I felt drawn toward that lens, in part, because of a song by Josh Garrels called “The Resistance.” Here’s a little piece of the lyrics:
Lesson number one, overcome
Every fear of regret and confusion
It’s all illusion, delusion
Sent to disconnect the holy fusion
Of spirit and the flesh
Every mortal breath, is meant to bring forth fire
But only when the fear of death, gets consumed
On the funeral pier
So let the flames rise higher…
I’ve become convinced that we can’t resist fear by waiting until we don’t feel it before we do the scary thing. That can’t be what it means, not to fear. Even Jesus, in the garden of Gethsemane, was overcome, disturbed to the point of death by what was going to happen to him.
The only way for that fear to be consumed on the funeral pier is for us to live as faithful disciples of the Tomb-shedding God. Perfect love casts out all fear, as our church sign has proclaimed now for weeks. We will be afraid, but fear loses its grip on us as we wake up in resurrected love.
Focusing Music
Paulette Meier | Be Still And Cool
Sharing in Silence
Waiting Worship
During waiting worship, we listen together for God’s voice.

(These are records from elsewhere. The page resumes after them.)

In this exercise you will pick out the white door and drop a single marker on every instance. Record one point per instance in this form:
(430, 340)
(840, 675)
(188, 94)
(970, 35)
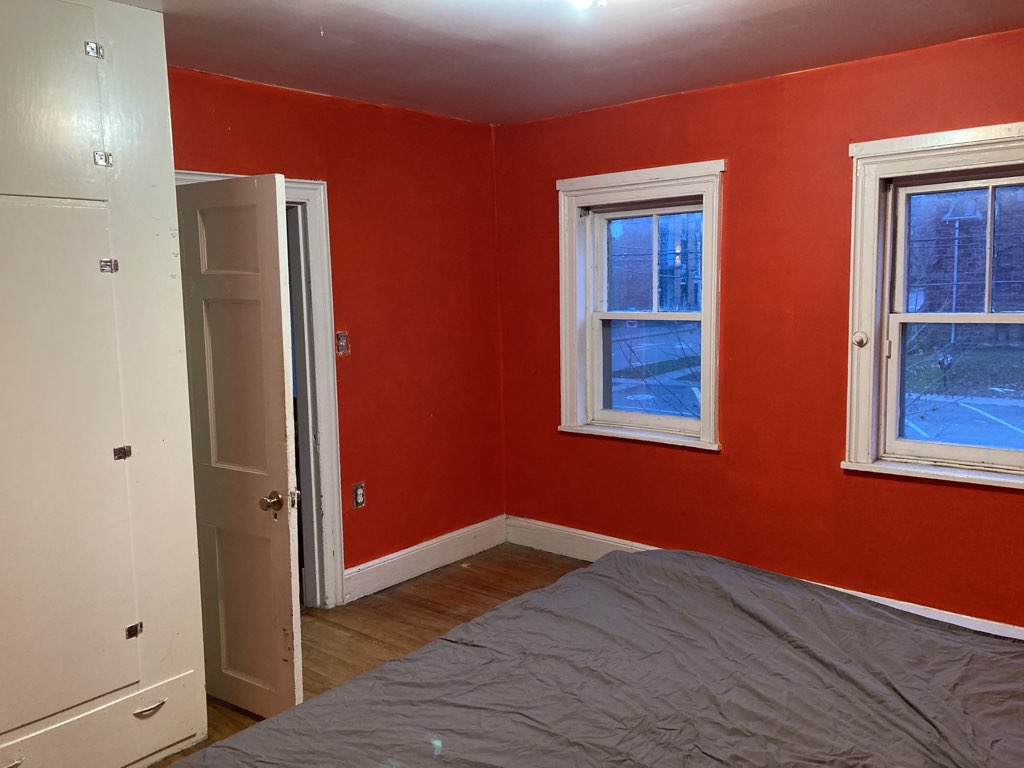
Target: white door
(67, 584)
(235, 271)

As a virtual participant in this service, this may mean a time of waiting worship with those gathered in your family or small group. It could also be an individual experience. These breath prayers may be helpful to you, as you wait for God’s presence. If you want an online experience, you can join the Ben Lomond Quaker Center Online Meeting.
Blessing and Sending
Close of Waiting Worship
Thank you, Friends, for blessing us with your mindful and loving presence here. As we move toward the end of our time of worship, join us again in song.
Closing Music
Now the Green Blade Riseth
(Lyrics available at the link.)
Closing Words
Soar we now where Christ has led,
Foll’wing our exalted Head,
Made like Him, like Him we rise,
Ours the cross, the grave, the skies!
Alleluia, Friends. May the grace of our Lord Jesus Christ, the love of God, and the communion of the Holy Spirit, be with us now and always. AMEN.